Há maios ou menos 20 dias, a notícia que bombava na internet soava quase que inacreditável: “mulher beija no tribunal o homem que lhe deu cinco tiros”. Isso, talvez soe surreal para alguém que nunca participou de um Júri popular com as suas mazelas e vicissitudes do tempo, mas nas relações entre pessoas envolvidas em atos de violência, nenhum fato pode ser considerado como espantoso. O fato ocorreu num julgamento na cidade de Venâncio Aires, no interior do Rio Grande do Sul e diante do olhar incrédulo dos jurados, a vítima de violência doméstica alvejada com nada menos que 05 (cinco) tiros nas costas, pediu licença ao juiz, foi até o réu e deu-lhe um beijo apaixonado. Registrada pelas câmeras, a cena e a história surreal para alguns correram mundo.
Em entrevista a um determinado jornal, Micheli Schlosser, de 25 anos, explicou que seu namorado Lisandro Rafael Posselt, 28 anos, não tivera culpa dos tiros que disparou contra ela em agosto do ano passado. Os cincos projéteis continuam no corpo dela.
Assim ela se expressou: “brigamos por causa de conversas que eu peguei no celular dele. Eu provoquei muito ele naquele dia. Ameacei que iria denunciá-lo à polícia por estupro. Ele nunca me agrediu antes. Eu não fico com homem que agride”, disse ela. Aos jurados, ela explicou durante o julgamento que deseja que o namoro deles retome de onde parou – nos tiros, quer dizer -, enquanto ele, condenado por tentativa de feminicídio e porte ilegal de arma, cumpre pena de sete anos em regime semiaberto, com tornozeleira eletrônica. O plano dela é se casar com o rapaz. Na internet, jornalistas questionaram a atitude da moça e leitoras e leitores se dividiram. Uma parte, revoltada, disse que é por causa de gente como Micheli que as mulheres continuam a ser mortas. Outra parte saiu em defesa da vítima, eis que agora ela sofria mais uma violência da mídia. Por acaso ela não sabe que as vítimas de relações abusivas são mulheres frágeis, adoentadas, que se colocam emocionalmente ao lado dos seus algozes por serem incapazes de resistir a eles? Essa era a alegação. Bem, eu acho que as pessoas e suas relações afetivas são muito mais complicadas do que as nossas opiniões simplistas e quem atua na área criminal sabe ou pelo menos deveria saber que o ser humano é mais do que diz ser. Não tenho dúvida que essa moça está sendo insanamente leniente com o namorado que diante da tortura da chantagem e de uma relação pra lá de doente, resolveu a questão tentando matá-la. Um cristão talvez entendesse a necessidade de perdoar intimamente o agressor, mas… voltar a namorar com ele, e ajudar a salvá-lo no julgamento com um beijo de novela, para maioria das pessoas, ultrapassa os limites da autoestima e da autopreservação. Ao mesmo tempo, a moça não parece de forma alguma com medo ou aterrorizada por seu agressor. Em vez de se portar de forma submissa ou assustada, age como senhora da situação.
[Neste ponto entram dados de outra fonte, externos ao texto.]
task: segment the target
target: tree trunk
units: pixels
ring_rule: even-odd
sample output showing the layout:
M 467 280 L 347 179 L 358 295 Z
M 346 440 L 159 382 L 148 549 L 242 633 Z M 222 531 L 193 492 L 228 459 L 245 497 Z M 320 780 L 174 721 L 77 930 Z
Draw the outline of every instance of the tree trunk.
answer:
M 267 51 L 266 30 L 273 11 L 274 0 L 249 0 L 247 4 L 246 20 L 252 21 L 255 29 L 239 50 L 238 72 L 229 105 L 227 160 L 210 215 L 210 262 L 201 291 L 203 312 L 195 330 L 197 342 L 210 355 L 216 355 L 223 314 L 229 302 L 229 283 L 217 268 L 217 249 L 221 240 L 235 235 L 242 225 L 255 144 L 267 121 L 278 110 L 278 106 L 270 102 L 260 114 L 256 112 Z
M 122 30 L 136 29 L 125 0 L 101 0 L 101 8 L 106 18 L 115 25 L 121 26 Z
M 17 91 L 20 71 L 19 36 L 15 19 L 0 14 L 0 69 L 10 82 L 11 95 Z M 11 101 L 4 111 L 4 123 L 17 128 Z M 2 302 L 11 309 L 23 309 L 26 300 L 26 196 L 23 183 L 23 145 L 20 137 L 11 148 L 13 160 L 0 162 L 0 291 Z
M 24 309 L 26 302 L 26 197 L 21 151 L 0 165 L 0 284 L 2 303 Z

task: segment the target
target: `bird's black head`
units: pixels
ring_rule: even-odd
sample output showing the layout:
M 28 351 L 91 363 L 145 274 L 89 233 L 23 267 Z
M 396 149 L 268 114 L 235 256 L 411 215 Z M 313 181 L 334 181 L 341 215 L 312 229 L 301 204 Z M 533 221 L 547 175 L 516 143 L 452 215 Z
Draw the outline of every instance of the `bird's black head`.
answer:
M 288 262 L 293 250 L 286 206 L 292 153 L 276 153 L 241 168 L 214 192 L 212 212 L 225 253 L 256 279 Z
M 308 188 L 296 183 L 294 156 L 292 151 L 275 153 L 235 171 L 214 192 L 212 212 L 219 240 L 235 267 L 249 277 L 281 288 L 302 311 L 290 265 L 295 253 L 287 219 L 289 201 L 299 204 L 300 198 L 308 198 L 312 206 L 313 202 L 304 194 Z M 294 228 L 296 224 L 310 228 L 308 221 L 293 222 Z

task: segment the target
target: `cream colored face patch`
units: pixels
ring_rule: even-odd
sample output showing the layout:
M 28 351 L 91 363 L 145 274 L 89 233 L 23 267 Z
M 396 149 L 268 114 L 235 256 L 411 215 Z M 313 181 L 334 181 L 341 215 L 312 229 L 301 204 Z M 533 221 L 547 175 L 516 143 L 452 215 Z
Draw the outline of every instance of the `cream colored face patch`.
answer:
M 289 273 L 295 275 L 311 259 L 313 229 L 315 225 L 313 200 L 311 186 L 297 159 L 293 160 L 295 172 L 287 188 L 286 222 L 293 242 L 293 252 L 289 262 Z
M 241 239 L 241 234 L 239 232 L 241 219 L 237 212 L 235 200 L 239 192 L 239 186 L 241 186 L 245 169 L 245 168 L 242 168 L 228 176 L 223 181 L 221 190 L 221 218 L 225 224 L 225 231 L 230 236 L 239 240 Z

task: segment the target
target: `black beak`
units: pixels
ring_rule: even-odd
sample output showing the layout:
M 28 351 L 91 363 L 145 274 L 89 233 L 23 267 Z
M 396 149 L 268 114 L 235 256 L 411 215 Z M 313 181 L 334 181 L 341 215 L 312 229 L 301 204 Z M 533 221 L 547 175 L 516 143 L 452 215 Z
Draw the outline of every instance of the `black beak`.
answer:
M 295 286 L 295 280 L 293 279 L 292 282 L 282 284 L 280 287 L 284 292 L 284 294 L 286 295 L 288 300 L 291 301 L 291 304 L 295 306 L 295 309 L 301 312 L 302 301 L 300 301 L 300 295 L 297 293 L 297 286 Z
Já vi diversas vezes jovens assentirem a perda de controle dos seus namorados, noivos e maridos. É como se as explosões de violência ou erotismo fossem um tributo a elas. Há vaidade e prazer nisso, uma espécie de confirmação por vias tortas do próprio poder de sedução. De achar-se poderosa e irresistível a considerar-se responsável pela reação assassina do parceiro é só um passo, e a vítima parece ter dado esse passo sem a menor hesitação: eu sou culpada, não ele.
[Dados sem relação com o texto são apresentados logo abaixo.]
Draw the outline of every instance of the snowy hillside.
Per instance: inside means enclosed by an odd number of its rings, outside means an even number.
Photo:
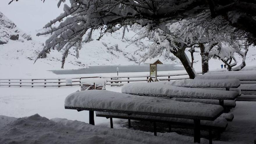
[[[0,73],[2,75],[12,75],[13,74],[17,76],[17,70],[19,72],[18,74],[23,73],[31,75],[31,74],[38,73],[39,71],[61,69],[62,53],[56,50],[51,50],[46,58],[39,59],[33,64],[49,35],[36,37],[32,35],[33,40],[27,40],[31,39],[29,35],[22,32],[17,28],[18,26],[16,26],[2,13],[0,15],[1,16],[0,16],[0,40],[6,42],[0,45]],[[142,56],[147,51],[146,49],[143,48],[149,46],[150,44],[146,39],[133,42],[134,35],[138,30],[134,28],[129,29],[129,32],[126,32],[123,39],[122,29],[121,29],[104,35],[99,40],[96,39],[99,38],[100,32],[95,31],[92,37],[93,40],[82,44],[78,58],[76,58],[74,49],[70,51],[66,60],[64,69],[77,69],[102,65],[138,64]],[[44,30],[41,29],[37,32]],[[18,40],[10,39],[12,35],[17,34],[19,35]],[[186,50],[186,53],[190,58],[188,50]],[[194,53],[194,66],[198,70],[201,69],[200,52],[200,49],[196,49]],[[255,60],[253,56],[255,54],[256,49],[250,48],[246,60],[248,65],[254,64]],[[162,56],[159,59],[164,64],[182,66],[180,61],[171,54],[168,56]],[[212,59],[209,62],[210,70],[219,68],[222,64],[220,61]]]
[[[30,35],[17,28],[13,22],[0,12],[0,45],[7,43],[10,40],[23,42],[31,40]]]

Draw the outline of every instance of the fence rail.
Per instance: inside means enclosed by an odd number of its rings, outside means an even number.
[[[66,79],[67,79],[49,78],[36,79],[0,79],[0,86],[29,86],[34,87],[55,87],[75,86],[81,85],[81,80],[83,79],[97,78],[98,77],[73,77],[71,79],[71,84],[66,83]]]
[[[180,76],[178,77],[177,76]],[[175,74],[161,75],[157,76],[160,81],[177,80],[182,79],[188,79],[187,74]],[[72,79],[72,83],[68,84],[66,80],[68,79],[45,78],[34,79],[0,79],[0,86],[12,86],[31,87],[58,87],[68,86],[81,86],[81,79],[93,78],[102,78],[106,79],[106,84],[111,85],[121,85],[124,84],[122,82],[129,83],[130,82],[147,81],[149,78],[148,75],[126,76],[121,77],[74,77],[69,78]]]

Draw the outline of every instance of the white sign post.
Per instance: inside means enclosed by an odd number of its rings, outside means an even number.
[[[72,85],[72,79],[66,79],[66,85],[70,86]]]
[[[116,72],[117,72],[117,76],[118,76],[118,67],[116,68]]]

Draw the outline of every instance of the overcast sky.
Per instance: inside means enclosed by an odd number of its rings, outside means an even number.
[[[43,3],[41,0],[19,0],[8,5],[10,0],[0,0],[0,11],[27,33],[42,28],[63,12],[64,3],[57,7],[58,0],[45,0]]]

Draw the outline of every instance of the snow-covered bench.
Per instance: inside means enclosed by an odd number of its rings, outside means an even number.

Outra maneira de olhar os fatos é considerar que o casal da cidade de Venâncio Aires vivia uma relação doente, baseada em conflito, gritaria e agressão permanentes. Às vezes os dois são agressivos, às vezes só um deles, mas ambos são sócios na empreitada desastrosa. Se apenas um fosse doente, o outro tentaria ir embora. Quando não vai, quando nem tentam, é porque tem parte na turbulência e nos sentimentos intensos que ela provoca.
Não sei dizer com certeza, mas acho que houve um encontro de personalidades doentes na formação desse casal ao ponto do autor ter chegado a disparar cinco vezes contra a vítima em praça pública, depois de um ano e meio de namoro, e que ela se apresente como verdadeira culpada por esse crime sugere de alguma forma um caso de loucura a dois. Não me surpreende que o júri deu uma sentença levíssima, com base no argumento de “forte emoção”.
Pra uns, esse argumento não convence e a condenação com pena máxima poderia ser o melhor caminho. Pra outros, a vida humana anda barata. Eu prefiro achar que o ser humano é complexo demais e que algumas vezes, mostra-se de forma evidente que ele é uma experiência de Deus que não deu certo.